SAN DIEGO – There’s a newly approved ban on motor pedicabs, e-bikes and scooters around the San Diego Bay. This follows the passing of strict regulations enacted by the Port of San Diego.

The rain Wednesday was quite fitting for motor pedicab drivers. The port is now hitting the brakes on waterfront tours along neighboring boardwalks.

“I won’t be able to go to the Rady Shell or to the pier, I can’t see all the views. So pretty much, I’m going to show the streets like any other bus,” shared Michael Wawrzynski, who runs a local pedicab business.

Wawrzynski just so happens to own 26 pedicabs, putting a beloved aspect of his 20-year-old business to a screeching halt.

“The pedicabs were once a unique thing where you can go on the pier and show them all the views of Coronado Island and everything, and now that’s going to be taken away from us and that’s going to cost big bucks for me,” Wawrzynski went on to explain.

It’s a win, however, for Janet Rogers. It’s a fight she’s been battling for years now.

“It’s causing enough of a problem on the port that they finally said it’s enough, and we’re going to control it,” shared Rogers, who is a co-chair of Safe Walkways.

Rogers said loud music, speeding and busy walkways were a dangerous combination, putting both tourists and locals in harm’s way.

“People we were getting scared to walk, and that’s the opposite of what we want on the bay.” 

But like most rules, there is an exception.

“If you have pedal-only pedicabs, you’re still going to be allowed to ride along the Embarcadero. So they have not banned pedicabs, they have banned motorized pedicabs,” Rogers emphasized.

For Michael, that exception doesn’t cut it.
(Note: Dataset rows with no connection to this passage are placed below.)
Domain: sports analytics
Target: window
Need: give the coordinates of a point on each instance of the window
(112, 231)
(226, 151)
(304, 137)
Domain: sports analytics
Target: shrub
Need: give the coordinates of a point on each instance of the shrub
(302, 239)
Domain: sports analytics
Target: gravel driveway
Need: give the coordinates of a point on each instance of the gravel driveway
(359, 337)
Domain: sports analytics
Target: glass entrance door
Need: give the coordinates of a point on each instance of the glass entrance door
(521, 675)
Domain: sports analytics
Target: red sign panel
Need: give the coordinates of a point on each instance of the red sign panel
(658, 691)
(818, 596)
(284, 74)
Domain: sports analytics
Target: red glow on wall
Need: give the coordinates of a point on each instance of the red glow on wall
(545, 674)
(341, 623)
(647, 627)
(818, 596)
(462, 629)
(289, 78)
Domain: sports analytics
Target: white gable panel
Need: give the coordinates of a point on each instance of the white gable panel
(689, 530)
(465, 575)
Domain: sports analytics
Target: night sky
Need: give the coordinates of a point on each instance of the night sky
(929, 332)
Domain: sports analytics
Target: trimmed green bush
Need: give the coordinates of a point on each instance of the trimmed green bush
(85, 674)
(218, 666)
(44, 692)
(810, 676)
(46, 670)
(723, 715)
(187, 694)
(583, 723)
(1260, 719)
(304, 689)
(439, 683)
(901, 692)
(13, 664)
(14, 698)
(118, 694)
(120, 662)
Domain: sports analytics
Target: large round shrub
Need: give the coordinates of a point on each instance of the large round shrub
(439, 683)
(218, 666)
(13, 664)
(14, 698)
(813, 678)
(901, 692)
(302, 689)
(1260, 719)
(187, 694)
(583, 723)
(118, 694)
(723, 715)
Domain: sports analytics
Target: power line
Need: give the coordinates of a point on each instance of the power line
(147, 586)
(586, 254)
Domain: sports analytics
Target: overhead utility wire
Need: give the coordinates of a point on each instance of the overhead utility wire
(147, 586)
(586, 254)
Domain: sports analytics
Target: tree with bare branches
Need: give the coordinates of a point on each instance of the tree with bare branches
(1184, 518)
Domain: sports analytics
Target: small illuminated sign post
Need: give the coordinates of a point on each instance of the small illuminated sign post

“Nobody wants to pedal this bike with five people. I can’t do the city tour with five people and show them everything you should see,” shared Wawrzynski.

Under the new guidelines, pedicab operators like Wawrzynski will also have to pay the port an annual fee, starting at $183 per cab in the first year.

“We’ve already been paying the fees to the City of San Diego for the last 20 years and now they’re going to add the fees to the port district,” he said.

To learn more about the new regulations, visit here.

This will go into effect beginning Dec. 14, but are said to be enforced gradually starting with a warning system. However, after one or more violations, permit owners can receive penalties up to $5,000.